Это вырвалось у меня непроизвольно, в один миг. Он снова остервенело нажал на тормоз, машина дернулась и резко остановилась, я впечатался в спинку переднего сиденья, а потом меня резко отбросило назад.
– Да пошли вы!.. Понятно? Убирайтесь вон! Не выношу, когда всякие придурки читают мне мораль! Вылезайте!
Я отпрянул с такой скоростью, что мое тело вжалось в обивку сиденья. Прошли две секунды в тягостном молчании, потом я открыл дверцу и выскочил из машины. Я вылетел как стрела, пока ему не пришло в голову меня схватить. Кто его знает, может, у него полицейская дубинка под сиденьем…
Я пробрался между машинами до широкого тротуара Елисейских Полей и бегом бросился к Триумфальной арке. Разгоряченное лицо освежил частый моросящий дождик. Страх прошел, но я все бежал и бежал под взглядами туристов и праздношатающейся публики. Я бежал, потому что ничто больше меня не удерживало. Я разорвал еще одно маленькое звено в ошейнике, развязал еще несколько бесполезных узлов. Я впервые отважился сознательно говорить незнакомому человеку все, что я думаю, и теперь я чувствовал себя свободным, свободным! И мелкий дождик хлестал мне в лицо, словно пробуждая к жизни.
Портье в мундире отскочил в тамбур, чтобы я не сбил его с ног, и я влетел в величественный холл отеля Георга Пятого, одного из красивейших дворцов столицы.
Красный мрамор Аликанте устилал пол, и высоко-высоко, к самому потолку, поднимались колонны из красного мрамора.
Бюро администратора тепло светилось деревянными панелями. В помещении царила молчаливая атмосфера деловитой роскоши. Прислуга грузила на золоченые тележки чемоданы и дорожные сумки, по преимуществу из дорогой кожи и с монограммами престижных фирм. Служащие администрации, улыбаясь, раздавали кому ключи, кому карту Парижа, что-то разъясняя и показывая постояльцам. Какой-то тип в шортах и кроссовках фирмы Nike, который смотрелся здесь как репер на сцене, где сидит симфонический оркестр, пересек холл с таким видом, словно только в таких отелях и жил. Наверняка мой соотечественник…
Я подошел к портье:
– Будьте добры, как пройти в бар?
Я боялся, что он сейчас спросит меня, есть ли у меня номер в отеле. Наверное, у меня был еще тот видок: волосы встрепаны, по лицу стекает вода. Но по счастью, вид туриста в шортах придал мне уверенности.
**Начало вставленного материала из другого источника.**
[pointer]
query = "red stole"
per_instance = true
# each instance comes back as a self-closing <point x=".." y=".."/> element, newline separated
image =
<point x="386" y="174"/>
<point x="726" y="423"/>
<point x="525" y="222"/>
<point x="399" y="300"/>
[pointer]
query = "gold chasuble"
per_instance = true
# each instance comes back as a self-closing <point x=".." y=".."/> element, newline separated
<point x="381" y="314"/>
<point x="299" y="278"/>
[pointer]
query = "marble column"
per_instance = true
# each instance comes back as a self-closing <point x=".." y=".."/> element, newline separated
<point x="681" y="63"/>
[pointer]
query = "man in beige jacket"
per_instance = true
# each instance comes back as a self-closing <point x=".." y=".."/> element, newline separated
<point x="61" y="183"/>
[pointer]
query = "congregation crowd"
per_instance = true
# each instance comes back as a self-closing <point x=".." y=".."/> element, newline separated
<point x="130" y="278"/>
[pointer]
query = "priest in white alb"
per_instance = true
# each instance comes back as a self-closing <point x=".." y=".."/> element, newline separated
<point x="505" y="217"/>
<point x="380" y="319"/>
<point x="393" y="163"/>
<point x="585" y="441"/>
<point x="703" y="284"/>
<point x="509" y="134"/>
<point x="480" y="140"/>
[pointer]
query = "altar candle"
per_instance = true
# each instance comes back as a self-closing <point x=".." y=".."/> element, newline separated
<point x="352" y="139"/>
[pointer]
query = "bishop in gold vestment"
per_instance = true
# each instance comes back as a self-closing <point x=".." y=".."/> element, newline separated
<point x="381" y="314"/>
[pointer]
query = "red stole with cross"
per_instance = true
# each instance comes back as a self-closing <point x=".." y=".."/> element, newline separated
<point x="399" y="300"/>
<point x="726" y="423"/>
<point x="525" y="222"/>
– Справа будут три ступеньки, а за ними, чуть дальше, – бар, – любезно и слегка напыщенно ответил он.
Я поднялся по ступенькам и оказался в просторной застекленной галерее, ведущей вдоль зеленого двора. Апельсиновые деревья, самшит, бассейны со скульптурной отделкой, столы из драгоценных пород дерева и кресла, зовущие к отдыху… С богато украшенного потолка свешивались великолепные люстры. Стены из резного камня украшали величавые статуи в нишах. В глубине галереи виднелись ряды низких столиков, окруженных такими же низкими креслами в мягких чехлах. Так и хотелось плюхнуться в кресло и утонуть в нем, но надо было соблюдать приличествующую месту сдержанность.
Бар выходил на галерею и в сравнении с ней казался маленьким. Обитые темно-красным бархатом стены и пол создавали интимную атмосферу. В этот час посетителей было мало. В низких креслах визави сидела пожилая пара, а чуть поодаль двое мужчин о чем-то оживленно говорили вполголоса. Скорее всего, разговор был деловой. Дюбре я не обнаружил и прошел к столику в глубине, чтобы сразу увидеть, как он войдет. Возле столика пожилой пары я ощутил пьянящий запах духов, исходящий от женщины.
На моем столике лежали газеты. Среди них несколько серьезных: «Геральд трибюн», «Нью-Йорк таймс» и «Ле Монд» и издания помельче. Я взял «Closer»[6], чей потрепанный вид говорил об определенной популярности. В конце концов, я находился в таком заведении, где вполне уместно проявить интерес к жизни звезд!
Вскоре появился Дюбре, и я отбросил в сторону журнал. Он шел ко мне между столиками, и я заметил, как глаза всех посетителей повернулись в его сторону. Он был из тех людей, что излучают некую магнетическую энергию и сразу привлекают к себе внимание.
– Ну, рассказывай о своих подвигах!
Я заметил, что он со мной не поздоровался. Каждый раз, когда мы встречались, он будто возобновлял беседу, прерванную минутой раньше, чтобы отлучиться в туалет.
Он заказал бурбон, я ограничился перье.
Я в деталях описал ему сцену в такси, и он от души хохотал над шофером.
– Ну ты просто попал в яблочко! Если бы я для себя устраивал такую встречу, мне бы вряд ли повезло найти такой типаж.
Я поведал ему, как трудно мне было находить возражения на все сентенции шофера и какое чувство облегчения охватило меня потом, когда все закончилось, хотя мы и повздорили.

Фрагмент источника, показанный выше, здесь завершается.